Mechanism and inhibition of organic and enzymatic isomerizations

With the support of the Chemistry of Life Processes program of the Division of Chemistry, Andrew Murkin of the University at Buffalo, the State University of New York, is studying the mechanisms of isomerization in organic and enzymatic reactions. Isomerization—the conversion of one compound into another without a change in molecular formula—is critical to the synthesis of many chemicals and biomolecules. Three examples of a specific isomerization reaction will be investigated, one using organic compounds in the presence of a catalyst and the other two using enzymes from organisms that cause severe infections such as tuberculosis. Learning how these reactions proceed may lead to the development of improved catalysts and of pharmaceuticals that act by inhibiting enzymes associated with various diseases. Educational development will be provided to undergraduate and graduate students of diverse backgrounds, and local teachers will be trained to develop hands-on lessons that introduce enzymes to K–12 students. This project seeks to determine the mechanisms of Lewis acid- and enzyme-catalyzed rearrangement of alpha-ketol substrates using substituent effects and kinetic isotope effects (KIEs).
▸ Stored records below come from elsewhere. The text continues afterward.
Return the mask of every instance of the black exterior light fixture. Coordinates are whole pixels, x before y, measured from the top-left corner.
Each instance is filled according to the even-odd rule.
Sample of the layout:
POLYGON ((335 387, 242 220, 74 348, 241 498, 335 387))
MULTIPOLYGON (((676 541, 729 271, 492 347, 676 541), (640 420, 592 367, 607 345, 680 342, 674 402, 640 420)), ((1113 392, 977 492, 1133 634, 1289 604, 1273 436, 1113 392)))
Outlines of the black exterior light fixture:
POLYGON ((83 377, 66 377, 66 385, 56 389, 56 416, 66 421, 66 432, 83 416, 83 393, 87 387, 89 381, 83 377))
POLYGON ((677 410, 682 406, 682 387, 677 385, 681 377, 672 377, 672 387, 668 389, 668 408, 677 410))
The BF3-catalyzed rearrangement of dibenzylglycolaldehyde derivatives will be investigated first, and estimates the transition state structure will be established by quantum mechanical calculations that utilize the experimental results on the nature of the rate-determining step. This structure will serve as a model for comparison with the transition states of two enzyme-catalyzed reactions that also involve rearrangement of alpha-ketols. Of the two enzymes, one is expected to utilize a mechanism analogous to the Lewis acid-catalyzed reaction and should be directly comparable. Most evidence to date on the second enzyme, however, favors an alternative mechanism not possible for the first enzyme. This project therefore aims to clarify this uncertainty, the outcome of which may guide the design of inhibitors tailored to these enzymes. In the longer term, these studies have the potential to guide the development of transition state analogue inhibitors for isomerase enzymes. This award reflects NSF's statutory mission and has been deemed worthy of support through evaluation using the Foundation's intellectual merit and broader impacts review criteria.